Almost 150 people learned Monday that they are losing their jobs at Hanford in the first round of layoffs linked to the end of federal economic stimulus money.
Mission Support Alliance notified all 68 employees who had applied for a voluntary layoff that their applications had been accepted.
But the Hanford contractor, which provides support services for the nuclear reservation, had been prepared to accept up to 200 voluntary layoff applications, said spokeswoman Deanna Smith.
To help make up the difference, it notified 76 employees that they also would be laid off. All 144 employees will leave their jobs at month's end.
Hanford staffed up when it received $1.96 billion in American Recovery and Reinvestment Act money starting in spring 2009 to supplement annual budgets of about $2 billion. Most of the one-time money is expected to be spent by Sept. 30.
Although Mission Support Alliance received none of the economic stimulus money directly, it increased staff to support other contractors, including hiring and providing training and information technology services.
It expects to cut its staff by 300 by the end of September. A second request for employees who want to leave voluntarily is planned in May.
In addition, CH2M Hill Plateau Remediation Co., which received $1.3 billion of the Hanford economic stimulus money, expects to cut 1,350 jobs through a combination of voluntary and involuntary layoffs.

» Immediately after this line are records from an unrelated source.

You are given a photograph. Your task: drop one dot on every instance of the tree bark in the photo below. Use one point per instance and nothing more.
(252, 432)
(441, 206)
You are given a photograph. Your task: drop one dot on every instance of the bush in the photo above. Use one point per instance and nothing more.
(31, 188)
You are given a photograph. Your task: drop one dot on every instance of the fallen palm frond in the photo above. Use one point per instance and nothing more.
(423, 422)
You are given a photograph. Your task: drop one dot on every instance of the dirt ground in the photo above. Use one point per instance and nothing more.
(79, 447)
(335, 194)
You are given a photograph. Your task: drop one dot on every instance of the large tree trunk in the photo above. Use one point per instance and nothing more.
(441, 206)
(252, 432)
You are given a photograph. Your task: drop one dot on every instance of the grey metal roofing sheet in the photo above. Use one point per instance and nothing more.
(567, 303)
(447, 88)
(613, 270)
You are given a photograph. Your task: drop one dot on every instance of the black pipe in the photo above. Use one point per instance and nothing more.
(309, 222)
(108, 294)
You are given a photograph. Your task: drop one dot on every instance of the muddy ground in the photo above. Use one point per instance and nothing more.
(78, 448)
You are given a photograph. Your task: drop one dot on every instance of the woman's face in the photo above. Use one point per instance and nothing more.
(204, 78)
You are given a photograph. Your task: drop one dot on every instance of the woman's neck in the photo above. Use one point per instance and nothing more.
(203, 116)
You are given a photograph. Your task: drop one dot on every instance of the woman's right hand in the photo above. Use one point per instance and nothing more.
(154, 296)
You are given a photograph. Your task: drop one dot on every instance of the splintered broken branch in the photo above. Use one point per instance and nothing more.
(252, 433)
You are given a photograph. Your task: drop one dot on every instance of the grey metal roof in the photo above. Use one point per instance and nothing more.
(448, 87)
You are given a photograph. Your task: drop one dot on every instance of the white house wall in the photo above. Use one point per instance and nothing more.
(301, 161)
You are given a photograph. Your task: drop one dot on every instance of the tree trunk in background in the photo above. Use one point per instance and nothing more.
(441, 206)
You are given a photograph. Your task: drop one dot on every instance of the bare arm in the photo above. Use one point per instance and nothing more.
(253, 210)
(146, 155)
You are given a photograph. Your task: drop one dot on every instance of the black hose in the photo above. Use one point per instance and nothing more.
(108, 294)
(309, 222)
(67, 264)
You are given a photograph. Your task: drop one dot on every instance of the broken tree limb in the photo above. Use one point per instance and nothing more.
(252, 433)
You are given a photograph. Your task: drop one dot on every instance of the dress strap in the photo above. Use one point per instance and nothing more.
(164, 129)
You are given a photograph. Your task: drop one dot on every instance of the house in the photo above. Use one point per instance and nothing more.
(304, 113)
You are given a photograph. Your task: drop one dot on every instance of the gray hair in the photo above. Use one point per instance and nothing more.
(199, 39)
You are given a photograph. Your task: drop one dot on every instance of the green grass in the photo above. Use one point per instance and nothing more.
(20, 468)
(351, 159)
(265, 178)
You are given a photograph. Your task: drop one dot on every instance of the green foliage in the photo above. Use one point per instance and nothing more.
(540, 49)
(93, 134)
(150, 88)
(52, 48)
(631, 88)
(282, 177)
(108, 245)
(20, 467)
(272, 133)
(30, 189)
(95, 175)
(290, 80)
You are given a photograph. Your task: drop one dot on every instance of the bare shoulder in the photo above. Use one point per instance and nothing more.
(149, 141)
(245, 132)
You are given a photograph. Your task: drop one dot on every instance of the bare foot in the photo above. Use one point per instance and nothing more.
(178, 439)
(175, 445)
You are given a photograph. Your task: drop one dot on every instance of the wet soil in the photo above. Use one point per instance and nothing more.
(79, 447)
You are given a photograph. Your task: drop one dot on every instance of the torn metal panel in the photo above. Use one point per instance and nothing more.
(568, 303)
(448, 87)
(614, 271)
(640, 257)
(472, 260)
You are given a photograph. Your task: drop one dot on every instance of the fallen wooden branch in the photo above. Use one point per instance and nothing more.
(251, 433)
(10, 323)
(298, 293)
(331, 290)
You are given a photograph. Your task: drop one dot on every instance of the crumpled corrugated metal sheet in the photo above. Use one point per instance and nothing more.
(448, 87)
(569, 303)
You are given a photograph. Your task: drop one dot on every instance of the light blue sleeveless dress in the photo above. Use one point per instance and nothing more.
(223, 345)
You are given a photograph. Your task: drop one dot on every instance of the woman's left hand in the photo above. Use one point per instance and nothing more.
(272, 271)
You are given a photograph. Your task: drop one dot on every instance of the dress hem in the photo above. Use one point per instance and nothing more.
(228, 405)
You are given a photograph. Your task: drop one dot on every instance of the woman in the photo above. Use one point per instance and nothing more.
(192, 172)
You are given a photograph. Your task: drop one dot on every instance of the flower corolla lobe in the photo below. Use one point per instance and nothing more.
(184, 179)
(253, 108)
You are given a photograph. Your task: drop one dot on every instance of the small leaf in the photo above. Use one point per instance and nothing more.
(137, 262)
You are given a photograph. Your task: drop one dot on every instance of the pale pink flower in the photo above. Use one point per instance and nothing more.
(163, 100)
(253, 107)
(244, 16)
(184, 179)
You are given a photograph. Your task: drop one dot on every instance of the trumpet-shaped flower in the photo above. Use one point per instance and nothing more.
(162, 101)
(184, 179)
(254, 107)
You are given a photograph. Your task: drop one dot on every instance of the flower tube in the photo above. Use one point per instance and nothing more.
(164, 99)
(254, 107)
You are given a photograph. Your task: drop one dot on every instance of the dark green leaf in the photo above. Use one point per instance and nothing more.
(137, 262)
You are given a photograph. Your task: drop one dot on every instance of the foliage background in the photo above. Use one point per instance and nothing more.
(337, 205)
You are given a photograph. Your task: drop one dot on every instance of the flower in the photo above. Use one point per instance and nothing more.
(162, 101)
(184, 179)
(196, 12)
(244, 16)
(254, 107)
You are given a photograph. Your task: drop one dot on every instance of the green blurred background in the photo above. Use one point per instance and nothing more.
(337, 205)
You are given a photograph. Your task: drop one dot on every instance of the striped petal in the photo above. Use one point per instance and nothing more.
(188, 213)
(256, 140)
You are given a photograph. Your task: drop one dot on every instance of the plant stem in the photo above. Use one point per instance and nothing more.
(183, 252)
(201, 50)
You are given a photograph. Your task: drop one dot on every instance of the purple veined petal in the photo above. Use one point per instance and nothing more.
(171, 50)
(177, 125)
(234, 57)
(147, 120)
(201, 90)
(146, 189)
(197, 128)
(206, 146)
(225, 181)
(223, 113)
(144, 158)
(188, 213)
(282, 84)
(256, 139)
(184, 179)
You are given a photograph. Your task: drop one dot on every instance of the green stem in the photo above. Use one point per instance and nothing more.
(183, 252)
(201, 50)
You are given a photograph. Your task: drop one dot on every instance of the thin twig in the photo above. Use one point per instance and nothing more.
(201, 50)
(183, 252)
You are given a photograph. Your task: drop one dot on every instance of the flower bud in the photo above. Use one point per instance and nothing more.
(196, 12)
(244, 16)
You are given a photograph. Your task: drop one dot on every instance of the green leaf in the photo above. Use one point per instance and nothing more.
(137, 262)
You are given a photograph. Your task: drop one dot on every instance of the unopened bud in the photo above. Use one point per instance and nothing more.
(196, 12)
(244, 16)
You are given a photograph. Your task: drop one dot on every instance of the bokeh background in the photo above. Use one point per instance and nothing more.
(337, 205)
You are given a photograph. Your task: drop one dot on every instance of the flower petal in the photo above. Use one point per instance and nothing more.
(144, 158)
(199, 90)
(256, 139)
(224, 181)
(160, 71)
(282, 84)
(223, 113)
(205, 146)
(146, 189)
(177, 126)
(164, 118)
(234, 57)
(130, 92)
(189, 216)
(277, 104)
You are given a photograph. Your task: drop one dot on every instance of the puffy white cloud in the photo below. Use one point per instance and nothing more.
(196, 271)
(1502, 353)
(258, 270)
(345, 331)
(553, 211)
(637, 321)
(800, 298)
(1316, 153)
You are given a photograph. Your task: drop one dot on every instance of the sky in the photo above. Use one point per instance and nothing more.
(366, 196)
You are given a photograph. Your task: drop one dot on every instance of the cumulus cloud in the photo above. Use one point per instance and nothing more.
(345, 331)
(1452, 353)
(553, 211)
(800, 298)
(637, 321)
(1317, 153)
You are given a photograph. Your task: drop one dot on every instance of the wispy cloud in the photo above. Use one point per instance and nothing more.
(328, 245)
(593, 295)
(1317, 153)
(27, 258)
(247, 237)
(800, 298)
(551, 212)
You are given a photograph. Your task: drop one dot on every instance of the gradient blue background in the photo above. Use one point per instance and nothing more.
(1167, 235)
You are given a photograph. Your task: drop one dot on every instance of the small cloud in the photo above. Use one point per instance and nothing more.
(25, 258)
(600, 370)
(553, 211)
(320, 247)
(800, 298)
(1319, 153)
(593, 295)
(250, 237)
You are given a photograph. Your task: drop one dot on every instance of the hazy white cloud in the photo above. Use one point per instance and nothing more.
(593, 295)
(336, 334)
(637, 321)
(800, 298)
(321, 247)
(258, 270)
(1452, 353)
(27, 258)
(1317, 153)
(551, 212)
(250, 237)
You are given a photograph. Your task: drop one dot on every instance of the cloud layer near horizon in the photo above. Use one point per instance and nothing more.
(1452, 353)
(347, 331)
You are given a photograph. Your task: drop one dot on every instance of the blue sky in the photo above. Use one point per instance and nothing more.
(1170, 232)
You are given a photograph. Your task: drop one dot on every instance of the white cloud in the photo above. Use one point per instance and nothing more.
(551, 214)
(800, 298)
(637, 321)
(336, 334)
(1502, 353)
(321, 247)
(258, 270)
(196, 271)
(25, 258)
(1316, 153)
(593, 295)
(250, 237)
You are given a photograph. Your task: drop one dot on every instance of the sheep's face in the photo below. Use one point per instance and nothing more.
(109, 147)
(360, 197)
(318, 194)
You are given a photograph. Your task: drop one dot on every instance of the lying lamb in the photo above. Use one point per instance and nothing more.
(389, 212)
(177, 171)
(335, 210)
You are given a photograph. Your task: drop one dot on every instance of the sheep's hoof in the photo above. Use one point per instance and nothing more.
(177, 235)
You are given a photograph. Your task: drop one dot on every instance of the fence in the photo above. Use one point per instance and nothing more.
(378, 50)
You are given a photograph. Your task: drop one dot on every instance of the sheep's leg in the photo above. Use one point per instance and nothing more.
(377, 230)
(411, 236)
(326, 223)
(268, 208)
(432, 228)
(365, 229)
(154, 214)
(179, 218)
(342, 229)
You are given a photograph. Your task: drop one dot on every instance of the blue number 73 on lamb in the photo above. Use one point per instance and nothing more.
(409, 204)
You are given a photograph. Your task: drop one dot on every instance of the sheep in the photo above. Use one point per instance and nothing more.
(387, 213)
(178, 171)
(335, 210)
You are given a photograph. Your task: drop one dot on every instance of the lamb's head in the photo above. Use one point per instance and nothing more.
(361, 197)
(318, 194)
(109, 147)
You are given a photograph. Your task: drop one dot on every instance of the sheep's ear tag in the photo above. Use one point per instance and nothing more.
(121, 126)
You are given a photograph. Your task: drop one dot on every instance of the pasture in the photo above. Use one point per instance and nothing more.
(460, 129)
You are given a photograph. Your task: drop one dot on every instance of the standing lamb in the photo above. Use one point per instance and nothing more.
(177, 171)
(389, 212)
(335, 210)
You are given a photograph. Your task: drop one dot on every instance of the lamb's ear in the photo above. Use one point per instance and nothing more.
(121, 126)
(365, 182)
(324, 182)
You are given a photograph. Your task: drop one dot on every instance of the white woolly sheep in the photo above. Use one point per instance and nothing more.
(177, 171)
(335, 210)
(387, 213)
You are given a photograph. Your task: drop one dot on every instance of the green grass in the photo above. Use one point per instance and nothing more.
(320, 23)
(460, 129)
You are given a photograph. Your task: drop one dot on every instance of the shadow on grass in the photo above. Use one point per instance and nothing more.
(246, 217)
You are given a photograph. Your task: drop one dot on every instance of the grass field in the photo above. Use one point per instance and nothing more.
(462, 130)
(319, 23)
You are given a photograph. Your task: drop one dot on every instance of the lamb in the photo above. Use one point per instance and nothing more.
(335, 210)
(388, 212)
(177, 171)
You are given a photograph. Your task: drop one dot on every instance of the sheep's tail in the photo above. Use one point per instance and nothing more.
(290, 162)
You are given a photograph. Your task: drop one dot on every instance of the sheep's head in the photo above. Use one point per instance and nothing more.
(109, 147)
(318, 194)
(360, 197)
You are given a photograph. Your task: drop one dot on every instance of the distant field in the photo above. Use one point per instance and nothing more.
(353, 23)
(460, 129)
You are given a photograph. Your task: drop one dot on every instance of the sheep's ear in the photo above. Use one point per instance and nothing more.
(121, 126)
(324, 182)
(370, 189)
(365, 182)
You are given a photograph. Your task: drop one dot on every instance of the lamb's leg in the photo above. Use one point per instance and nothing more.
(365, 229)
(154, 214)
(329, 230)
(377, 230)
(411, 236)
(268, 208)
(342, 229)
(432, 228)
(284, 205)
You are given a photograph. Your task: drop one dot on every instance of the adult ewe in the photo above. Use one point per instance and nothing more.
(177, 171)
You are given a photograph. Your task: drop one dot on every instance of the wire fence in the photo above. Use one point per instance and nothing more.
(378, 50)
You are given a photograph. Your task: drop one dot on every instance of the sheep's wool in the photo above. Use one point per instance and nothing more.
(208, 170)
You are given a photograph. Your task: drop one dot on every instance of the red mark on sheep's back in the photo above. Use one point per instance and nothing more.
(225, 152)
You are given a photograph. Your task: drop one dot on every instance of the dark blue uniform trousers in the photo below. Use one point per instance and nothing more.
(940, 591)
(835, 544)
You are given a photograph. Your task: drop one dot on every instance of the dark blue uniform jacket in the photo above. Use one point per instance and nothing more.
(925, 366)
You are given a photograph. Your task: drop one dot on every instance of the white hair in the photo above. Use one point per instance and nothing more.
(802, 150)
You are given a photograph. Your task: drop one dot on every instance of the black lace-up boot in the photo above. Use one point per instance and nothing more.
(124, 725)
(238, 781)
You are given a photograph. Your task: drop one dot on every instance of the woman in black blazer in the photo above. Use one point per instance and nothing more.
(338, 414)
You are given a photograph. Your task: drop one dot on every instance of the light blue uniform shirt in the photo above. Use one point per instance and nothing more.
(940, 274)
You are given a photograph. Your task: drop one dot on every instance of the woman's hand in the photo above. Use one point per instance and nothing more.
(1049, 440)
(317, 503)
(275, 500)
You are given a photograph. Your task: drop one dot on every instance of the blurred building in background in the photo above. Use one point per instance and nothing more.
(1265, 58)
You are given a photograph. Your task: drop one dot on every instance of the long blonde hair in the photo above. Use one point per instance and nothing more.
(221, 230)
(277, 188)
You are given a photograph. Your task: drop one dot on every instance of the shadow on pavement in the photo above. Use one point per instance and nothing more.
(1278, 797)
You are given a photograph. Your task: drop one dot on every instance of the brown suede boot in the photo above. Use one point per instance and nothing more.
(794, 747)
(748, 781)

The central Hanford cleanup contractor told employees in January that they could volunteer for layoffs during a 21-day period starting in late May. Jobs are expected to be cut in July, August and September.
The Mission Support Alliance employees who received layoff notices Monday included a broad range of management, administration, professional and organized labor employees, Smith said.
Employees will receive one week's severance pay for every year worked, up to 20 years. In addition, workers may elect continued medical coverage under a DOE program for displaced workers.
Mission Support Alliance is working with WorkSource Columbia Basin to help workers find new jobs. DOE also has arranged for a virtual worker transition center, which will offer computerized job search services nationwide to environmental cleanup workers.
An early retirement program had been proposed for Hanford contractor employees, but DOE did not approve it, finding it too costly.